Nach Krawallen: Streit zwischen Regierung und Polizei

London (dpa) - Im Streit um Mittel zur Verhinderung neuer Gewalt auf Englands Straßen wird der Graben zwischen der britischen Regierung und der Polizei immer tiefer.

Premierminister David Cameron holte sich Hilfe aus den USA und engagierte den früheren Polizeichef von Los Angeles und New York, Bill Bratton, als Berater. Er werde die Regierung in Fragen der Bandenkriminalität unterstützen, kündigte Bratton in einem Interview mit dem US-Sender abc an. Polizeigewerkschaften wehrten sich gegen den Schritt und betonten, die Polizei auf der Insel sei der Situation durchaus selber gewachsen. Derweil blieben neue Krawalle aus.

Die Vereinigung hoher britischer Polizeibeamter kritisierte den Einsatz von Bratton. Die britische Polizei verstehe die Gesetzeslage im eigenen Land sehr viel besser und sei absolut geeignet, den Premierminister zu beraten, hieß es unter anderem von der Association of Chief Police Officers. „Warum fragt der Premierminister nicht uns?“

Nach den schweren Krawallen, die vor rund einer Woche in London ausgebrochen waren und sich von dort in andere englische Städte ausbreiteten, hatte es Kritik an der Polizei gegeben. So soll sie nicht schnell genug reagiert und zunächst zu wenige Beamte auf den Straßen gehabt haben. Bei den Unruhen waren fünf Menschen gestorben. An Häusern und Geschäften entstand Millionenschaden.

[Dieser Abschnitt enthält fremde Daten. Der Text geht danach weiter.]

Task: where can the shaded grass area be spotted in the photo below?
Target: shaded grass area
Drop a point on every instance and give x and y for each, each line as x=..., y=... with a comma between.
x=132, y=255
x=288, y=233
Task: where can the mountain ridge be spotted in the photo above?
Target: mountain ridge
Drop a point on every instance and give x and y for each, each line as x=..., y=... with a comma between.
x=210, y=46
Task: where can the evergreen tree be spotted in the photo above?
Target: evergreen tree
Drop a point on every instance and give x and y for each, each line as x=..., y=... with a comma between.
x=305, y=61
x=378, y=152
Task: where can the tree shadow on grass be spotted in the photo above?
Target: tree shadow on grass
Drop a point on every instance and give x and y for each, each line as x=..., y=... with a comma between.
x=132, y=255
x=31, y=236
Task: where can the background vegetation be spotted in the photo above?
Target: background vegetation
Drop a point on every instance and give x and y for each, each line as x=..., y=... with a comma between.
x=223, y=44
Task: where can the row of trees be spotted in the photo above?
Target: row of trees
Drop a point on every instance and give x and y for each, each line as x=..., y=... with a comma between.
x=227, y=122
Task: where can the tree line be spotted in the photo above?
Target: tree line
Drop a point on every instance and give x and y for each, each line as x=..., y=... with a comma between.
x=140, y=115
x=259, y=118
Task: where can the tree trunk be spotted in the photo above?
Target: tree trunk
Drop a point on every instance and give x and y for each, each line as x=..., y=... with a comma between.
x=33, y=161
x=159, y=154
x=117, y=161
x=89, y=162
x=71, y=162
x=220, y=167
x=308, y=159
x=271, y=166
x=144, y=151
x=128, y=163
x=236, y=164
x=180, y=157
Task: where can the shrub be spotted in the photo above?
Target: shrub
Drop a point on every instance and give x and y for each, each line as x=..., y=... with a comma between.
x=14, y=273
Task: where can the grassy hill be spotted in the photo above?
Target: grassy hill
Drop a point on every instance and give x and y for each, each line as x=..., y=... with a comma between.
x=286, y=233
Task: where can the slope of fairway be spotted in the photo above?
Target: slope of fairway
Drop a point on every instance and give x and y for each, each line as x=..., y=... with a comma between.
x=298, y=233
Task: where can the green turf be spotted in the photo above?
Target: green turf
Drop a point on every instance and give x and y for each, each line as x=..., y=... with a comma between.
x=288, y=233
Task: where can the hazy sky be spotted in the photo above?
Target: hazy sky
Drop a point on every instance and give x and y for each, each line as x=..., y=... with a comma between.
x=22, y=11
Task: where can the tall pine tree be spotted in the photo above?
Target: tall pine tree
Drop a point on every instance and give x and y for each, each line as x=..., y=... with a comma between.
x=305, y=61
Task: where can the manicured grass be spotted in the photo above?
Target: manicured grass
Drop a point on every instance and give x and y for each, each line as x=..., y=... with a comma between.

Die Interessenvertretung der Londoner Polizei, die Metropolitan Police Federation, kritisierte erneut die geplanten Kürzungen. Es passe nicht zusammen, dass Cameron mit harter Hand gegen mögliche Randalierer vorgehen und gleichzeitig der Polizei das Geld kürzen wolle, sagte John Tully von der Organisation. In Zukunft werde man wegen der Kürzungen weniger statt mehr Polizisten auf der Straße sehen. Auch könne es passieren, dass verurteilte Straftäter früher aus den Gefängnissen entlassen würden, weil es nicht genug Plätze dort gebe.

Der als „Supercop“ bezeichnete Bratton betonte nach Medienberichten, dass das Problem der Bandenkriminalität langfristig nicht dadurch gelöst werden könne, Menschen ins Gefängnis zu stecken. Stattdessen müsse es Veränderungen in den Stadtteilen geben. So sollten beispielsweise mehr Polizisten mit Migrationshintergrund im Einsatz sein. Damit könne die Akzeptanz der Polizei bei den Banden erhöht werden.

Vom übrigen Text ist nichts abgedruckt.